Сколько же всего пришлось вынести юной ведьмочке! Смотреть, как другая рожает сына ее мужчине. В те времена любые связи между ведьмами и драконами были вне закона, а потому Драгнару для продолжения рода требовалась простая человеческая девушка без магии.
Потом Шумайя одного за другим умасливала членов совета, чтобы те проголосовали за ее возлюбленного. На какие только уловки ни шла! Верила, что сможет добиться прав не только для себя, но и для других ведьм. И вот она, заветная коронация, но… Но Драгнар внезапно решил, что отношения с Шумайей опорочат его.
Никакого указа он не подписал, более того, — ведьму вообще перестали пускать в замок. Она не находила себе места, рвалась к Драгнару, однако раз за разом ее ловили и выгоняли, как какую-то попрошайку.
Лишь спустя несколько лет король вспомнил о бывшей любовнице и под покровом ночи заявился в Крейвик. Сказал, что совет вообще запретил ему вступать в брак, но в память о былых заслугах он сделает ведьме последний подарок.
Подарок этот оказался символическим: Драгнар купил Шумайе дом терпимости. Только так, мол, сможет время от времени навещать ее, не вызывая подозрений. Однако визиты становились все реже: ведьма старела, теряла привлекательность и, наконец, наскучила королю.
И Шумайя почти смирилась со своей участью, когда вдруг, как гром среди ясного неба, грянула новость о союзе между королем Драгнаром и кронфеей Аэдой.
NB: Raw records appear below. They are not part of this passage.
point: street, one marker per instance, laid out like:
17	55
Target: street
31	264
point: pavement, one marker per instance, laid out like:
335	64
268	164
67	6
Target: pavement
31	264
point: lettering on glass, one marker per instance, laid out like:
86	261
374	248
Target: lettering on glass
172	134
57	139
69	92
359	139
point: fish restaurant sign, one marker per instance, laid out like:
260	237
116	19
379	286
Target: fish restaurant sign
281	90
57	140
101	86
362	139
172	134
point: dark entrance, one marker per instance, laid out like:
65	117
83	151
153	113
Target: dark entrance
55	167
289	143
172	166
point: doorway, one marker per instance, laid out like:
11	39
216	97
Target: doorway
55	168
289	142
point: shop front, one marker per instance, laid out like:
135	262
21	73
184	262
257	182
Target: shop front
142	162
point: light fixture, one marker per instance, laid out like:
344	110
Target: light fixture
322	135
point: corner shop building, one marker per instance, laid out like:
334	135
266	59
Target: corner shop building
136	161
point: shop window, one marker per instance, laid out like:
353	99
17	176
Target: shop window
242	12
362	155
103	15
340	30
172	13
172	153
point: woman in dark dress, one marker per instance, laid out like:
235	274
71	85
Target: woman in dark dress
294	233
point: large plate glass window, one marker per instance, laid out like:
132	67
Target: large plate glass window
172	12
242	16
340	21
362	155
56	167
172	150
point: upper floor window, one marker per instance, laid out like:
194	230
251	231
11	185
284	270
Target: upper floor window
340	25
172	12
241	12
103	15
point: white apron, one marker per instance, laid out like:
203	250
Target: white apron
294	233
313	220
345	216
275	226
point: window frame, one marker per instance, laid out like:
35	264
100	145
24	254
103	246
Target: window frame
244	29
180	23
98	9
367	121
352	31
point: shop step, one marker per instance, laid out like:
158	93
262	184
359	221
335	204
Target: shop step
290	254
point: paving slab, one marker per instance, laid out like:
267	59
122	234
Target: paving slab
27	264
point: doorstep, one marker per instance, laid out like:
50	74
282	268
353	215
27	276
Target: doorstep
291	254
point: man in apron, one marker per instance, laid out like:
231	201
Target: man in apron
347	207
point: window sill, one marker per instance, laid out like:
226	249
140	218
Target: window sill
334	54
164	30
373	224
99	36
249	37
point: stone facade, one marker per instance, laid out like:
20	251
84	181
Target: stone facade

Дипломатическом, но от этого не менее оскорбительном для ведьм. Браки с феями не просто стали модными, их всячески поощряли. До свадьбы — ни-ни, феи же трепетные и нежные, они и обидеться могут! Чего далеко ходить: родной сын Драгнара женился на фее.
Для мамочки Шу это стало самой настоящей пощечиной. А уж когда в Крейвик прилетел советник нового короля и заявил, что отныне вне закона не только союзы с ведьмами, но и сами ведьмы, терпение Шумайи иссякло.
Она созвала ковен, разработала план, раздобыла драконью кровь и создала уникальную порчу. Натравила на ящеров орков. Глупый советник тут же примчался с нелепыми оправданиями, стал выгораживать короля, но ведьма не поверила ему и хитростью выманила амулет двуединости.
— В конце концов, драконам не нужен враг, чтобы исчезнуть с лица земли, — завершила свою долгую исповедь старуха. — Вы прекрасно справитесь с этим сами. Этот эгоизм, это презрение ко всем, кроме сородичей, отравят вас.
И я хотела возразить, что не все драконы одинаковы, что Лейгард — другой, и не должен отвечать за подлость Драгнара, но не успела и рта раскрыть. Громко затрещали за спиной деревья, заметались вверху встревоженные птицы, и в следующую секунду высоченная осина переломилась и рухнула, чудом не придавив меня. Только слегка оцарапала руку.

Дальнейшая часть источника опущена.